Picking a favorite photograph is like selecting a favorite song, an impossible task if both photography and music have been significant parts of your life. They certainly have been for me. I've been fortunate to enjoy a career in both, and the older I get the more I appreciate how interconnected they are.
Music can often generate visual imagery, either from memories, significant experiences, or associations we make subconsciously. I remember listening to an old song recently by one of my favorite bands. I was instantly transported to my bedroom where as a teenager I practiced playing the bass for hours every night, trying to recreate every sound I heard on my well-worn cassette tapes.
This is how I learned to play, by copying another musician note for note, until my fingers found the positions on my instrument without effort. I repeated this with all the music I liked until over time I began to internalize the mechanics, and could focus more on adding my interpretation. Slowly I began to understand the idea of having my own sound, that elusive thing called “style.”

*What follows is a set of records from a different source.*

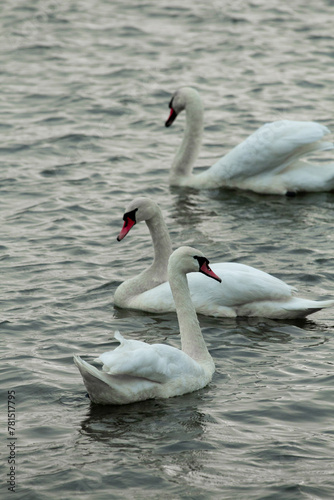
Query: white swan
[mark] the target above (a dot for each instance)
(246, 291)
(267, 162)
(136, 371)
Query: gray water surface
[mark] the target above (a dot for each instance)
(85, 88)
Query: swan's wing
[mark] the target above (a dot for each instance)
(155, 362)
(271, 148)
(241, 284)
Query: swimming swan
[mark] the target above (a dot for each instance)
(136, 371)
(267, 162)
(246, 291)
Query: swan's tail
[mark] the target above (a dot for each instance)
(294, 308)
(98, 383)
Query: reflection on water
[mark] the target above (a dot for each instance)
(84, 99)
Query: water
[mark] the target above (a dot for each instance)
(85, 88)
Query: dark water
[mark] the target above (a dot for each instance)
(84, 92)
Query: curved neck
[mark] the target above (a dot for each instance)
(162, 247)
(157, 272)
(191, 142)
(192, 341)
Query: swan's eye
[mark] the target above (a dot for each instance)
(130, 215)
(201, 260)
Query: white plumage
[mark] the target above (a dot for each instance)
(245, 290)
(136, 371)
(268, 161)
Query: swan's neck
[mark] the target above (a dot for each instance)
(188, 151)
(192, 341)
(162, 248)
(157, 272)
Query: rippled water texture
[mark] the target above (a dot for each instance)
(84, 95)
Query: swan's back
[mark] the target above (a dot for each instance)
(270, 149)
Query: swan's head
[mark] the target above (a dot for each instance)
(188, 260)
(140, 209)
(180, 100)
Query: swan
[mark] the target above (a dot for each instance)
(136, 371)
(267, 162)
(246, 291)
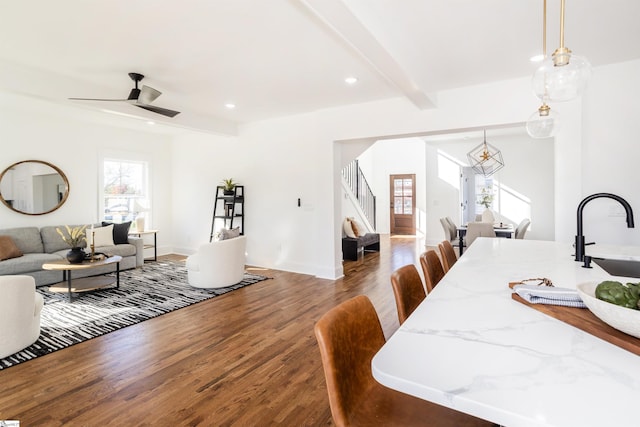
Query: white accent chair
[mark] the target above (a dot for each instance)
(218, 264)
(20, 307)
(522, 228)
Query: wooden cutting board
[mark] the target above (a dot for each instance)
(585, 320)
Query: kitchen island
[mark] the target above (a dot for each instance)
(472, 348)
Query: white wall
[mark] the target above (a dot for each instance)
(611, 136)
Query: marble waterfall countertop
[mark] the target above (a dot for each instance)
(470, 347)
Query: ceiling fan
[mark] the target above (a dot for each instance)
(139, 97)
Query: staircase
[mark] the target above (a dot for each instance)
(355, 180)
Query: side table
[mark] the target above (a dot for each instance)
(148, 245)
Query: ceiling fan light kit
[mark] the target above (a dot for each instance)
(141, 98)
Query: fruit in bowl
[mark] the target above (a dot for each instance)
(620, 317)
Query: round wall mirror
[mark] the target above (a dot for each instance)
(33, 187)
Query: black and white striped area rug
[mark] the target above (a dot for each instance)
(154, 289)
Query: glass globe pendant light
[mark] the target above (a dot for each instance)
(544, 123)
(564, 76)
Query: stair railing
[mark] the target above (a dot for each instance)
(360, 187)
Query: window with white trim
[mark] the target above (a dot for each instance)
(125, 190)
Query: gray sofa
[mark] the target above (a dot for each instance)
(43, 245)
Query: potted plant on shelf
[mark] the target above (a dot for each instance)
(486, 199)
(74, 237)
(228, 185)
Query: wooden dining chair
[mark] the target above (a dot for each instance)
(448, 255)
(349, 335)
(431, 268)
(479, 229)
(407, 290)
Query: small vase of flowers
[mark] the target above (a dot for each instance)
(228, 185)
(74, 237)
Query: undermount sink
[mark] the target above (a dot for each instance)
(619, 267)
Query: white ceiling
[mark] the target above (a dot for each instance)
(282, 57)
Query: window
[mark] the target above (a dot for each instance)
(125, 190)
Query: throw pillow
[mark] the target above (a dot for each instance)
(361, 229)
(103, 236)
(230, 234)
(8, 248)
(120, 232)
(348, 228)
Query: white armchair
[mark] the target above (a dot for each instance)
(218, 264)
(20, 307)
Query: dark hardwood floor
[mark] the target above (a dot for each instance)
(246, 358)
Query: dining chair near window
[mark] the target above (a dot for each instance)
(349, 335)
(451, 231)
(432, 269)
(448, 255)
(522, 228)
(479, 229)
(407, 290)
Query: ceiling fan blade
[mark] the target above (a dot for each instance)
(148, 95)
(159, 110)
(96, 99)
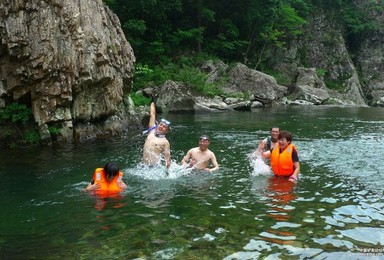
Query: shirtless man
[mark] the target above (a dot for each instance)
(271, 141)
(201, 157)
(156, 145)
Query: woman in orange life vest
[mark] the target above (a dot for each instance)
(107, 181)
(284, 157)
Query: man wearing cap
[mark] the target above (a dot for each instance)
(156, 145)
(201, 157)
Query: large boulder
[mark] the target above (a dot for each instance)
(68, 60)
(309, 87)
(261, 86)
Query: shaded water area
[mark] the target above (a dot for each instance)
(335, 211)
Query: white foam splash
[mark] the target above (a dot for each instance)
(159, 172)
(258, 164)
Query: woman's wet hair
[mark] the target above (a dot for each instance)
(285, 134)
(111, 170)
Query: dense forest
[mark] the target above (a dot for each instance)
(167, 36)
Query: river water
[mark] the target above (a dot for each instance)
(336, 210)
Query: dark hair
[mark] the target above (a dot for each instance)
(111, 170)
(270, 130)
(285, 134)
(204, 137)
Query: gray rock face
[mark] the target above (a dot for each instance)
(309, 87)
(69, 60)
(260, 85)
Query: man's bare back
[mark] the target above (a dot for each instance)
(201, 157)
(154, 148)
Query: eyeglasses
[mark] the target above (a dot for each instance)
(166, 122)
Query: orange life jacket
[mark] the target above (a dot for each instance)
(281, 163)
(108, 188)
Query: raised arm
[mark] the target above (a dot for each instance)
(167, 155)
(214, 163)
(152, 115)
(186, 158)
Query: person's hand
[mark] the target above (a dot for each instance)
(154, 98)
(293, 178)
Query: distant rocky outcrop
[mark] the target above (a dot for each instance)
(69, 61)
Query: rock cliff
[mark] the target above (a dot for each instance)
(69, 61)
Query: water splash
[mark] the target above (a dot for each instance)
(159, 171)
(260, 168)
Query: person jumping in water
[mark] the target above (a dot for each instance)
(156, 145)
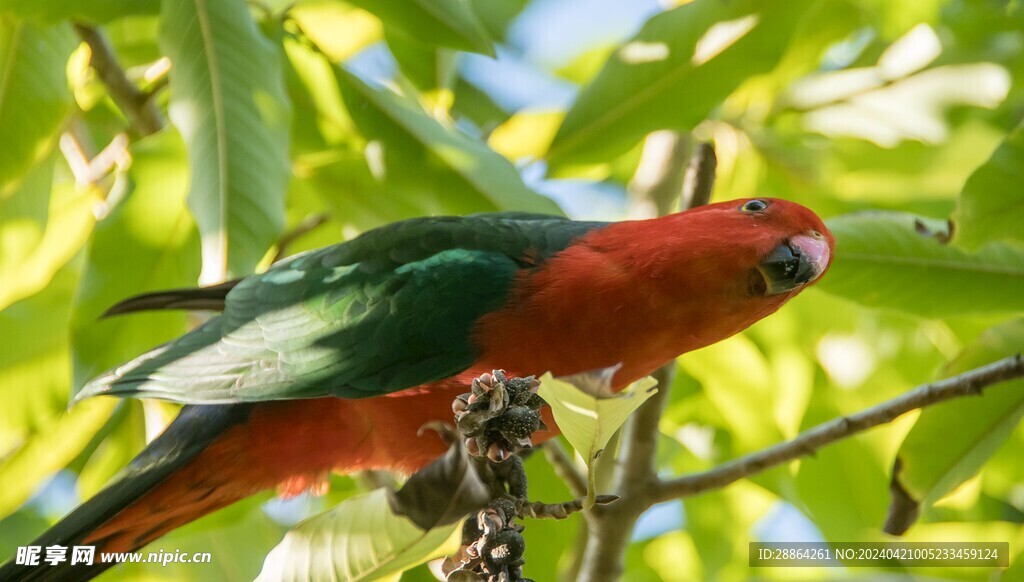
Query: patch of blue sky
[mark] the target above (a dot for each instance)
(56, 497)
(783, 523)
(553, 33)
(659, 520)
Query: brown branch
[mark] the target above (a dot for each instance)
(307, 224)
(968, 383)
(538, 510)
(137, 106)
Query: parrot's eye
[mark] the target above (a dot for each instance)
(755, 206)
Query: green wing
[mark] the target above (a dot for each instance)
(390, 309)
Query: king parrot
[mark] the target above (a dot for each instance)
(333, 360)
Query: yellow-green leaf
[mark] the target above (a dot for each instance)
(588, 419)
(360, 539)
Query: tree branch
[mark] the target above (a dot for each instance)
(699, 179)
(137, 106)
(968, 383)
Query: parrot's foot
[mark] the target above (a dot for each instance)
(497, 419)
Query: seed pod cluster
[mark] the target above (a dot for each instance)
(493, 547)
(499, 415)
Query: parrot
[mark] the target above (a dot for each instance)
(332, 360)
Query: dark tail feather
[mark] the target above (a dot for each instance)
(211, 298)
(192, 431)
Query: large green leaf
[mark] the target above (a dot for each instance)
(38, 435)
(147, 243)
(678, 68)
(360, 539)
(951, 441)
(991, 206)
(34, 93)
(444, 23)
(883, 260)
(416, 155)
(589, 415)
(228, 100)
(95, 10)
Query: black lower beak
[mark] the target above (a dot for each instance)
(788, 267)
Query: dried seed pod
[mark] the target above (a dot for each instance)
(505, 549)
(518, 422)
(461, 403)
(497, 453)
(506, 507)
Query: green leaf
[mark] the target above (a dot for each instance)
(38, 435)
(360, 539)
(678, 68)
(34, 93)
(445, 23)
(422, 157)
(991, 206)
(43, 223)
(429, 68)
(383, 533)
(589, 419)
(93, 10)
(320, 121)
(882, 260)
(228, 101)
(147, 243)
(950, 442)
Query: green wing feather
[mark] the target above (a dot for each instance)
(390, 309)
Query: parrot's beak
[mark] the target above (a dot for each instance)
(795, 263)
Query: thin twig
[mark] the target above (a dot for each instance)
(137, 106)
(305, 226)
(699, 179)
(968, 383)
(564, 468)
(635, 480)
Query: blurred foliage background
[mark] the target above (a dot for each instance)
(205, 131)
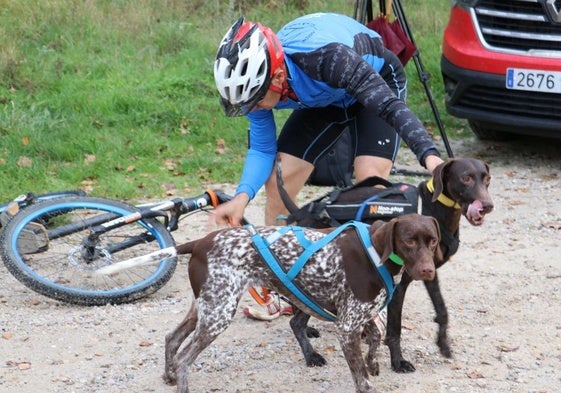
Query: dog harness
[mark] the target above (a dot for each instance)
(263, 244)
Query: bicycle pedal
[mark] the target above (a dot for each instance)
(33, 239)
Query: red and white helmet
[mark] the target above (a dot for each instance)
(247, 57)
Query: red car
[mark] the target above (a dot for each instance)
(501, 64)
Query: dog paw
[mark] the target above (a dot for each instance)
(445, 350)
(373, 368)
(312, 332)
(315, 360)
(170, 379)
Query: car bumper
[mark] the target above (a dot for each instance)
(483, 97)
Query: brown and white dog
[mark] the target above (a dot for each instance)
(340, 277)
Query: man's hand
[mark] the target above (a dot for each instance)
(432, 162)
(229, 213)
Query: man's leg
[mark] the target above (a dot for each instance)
(367, 166)
(295, 173)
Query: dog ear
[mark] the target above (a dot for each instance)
(438, 178)
(383, 239)
(438, 256)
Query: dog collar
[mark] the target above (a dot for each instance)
(442, 198)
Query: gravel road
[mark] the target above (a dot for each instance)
(502, 289)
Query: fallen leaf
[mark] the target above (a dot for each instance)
(329, 349)
(170, 165)
(475, 375)
(220, 146)
(506, 348)
(24, 365)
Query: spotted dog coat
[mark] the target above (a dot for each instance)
(339, 276)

When I transitioned to landscape photography, I applied the same approach to learning this new medium. I tried to make images that looked similar to the images that captured my imagination. I knew that if I repeated the same process, I could learn to “copy” images from a technical perspective. But that wasn’t enough, it was just a starting point. What I really wanted was to share how I felt inside. Interpreting the landscape became my primary focus and greatest challenge, and still struggle with today.
My experience in music had taught me that what made a musical performance special, what gave it soul, was the musicians own emotional investment in his art and craft. It was the meaning behind the music, the purpose for making the music that made the biggest difference. And that’s more important today than ever given the advancement of technology in photography. Infusing “meaning” in a photograph is still something that technology can not do; that is still the sole domain of the photographer.
I realized that landscape photography could also have soul, and elicit deep feelings inside. As I browsed image after image of similar subject matter or locations, I began to notice the images that were soulful to me and why. Most images were descriptive, but every once in a while there was an image where the subject matter faded into the distance, and what remained was an emotional energy that held my complete attention—it resonated inside.
One image in particular that had a big influence on me was “Evening Tidal Pool“ by David Muench. Here was a picture that was visual and musical, something I had never experienced before. It captured the landscape in a way that was both literal and metaphorical, containing melody, harmony, rhythm; many of the qualities that make music such a powerful medium. The realization that there was a connection between the two, and that both could elicit the same emotions was exciting and profound.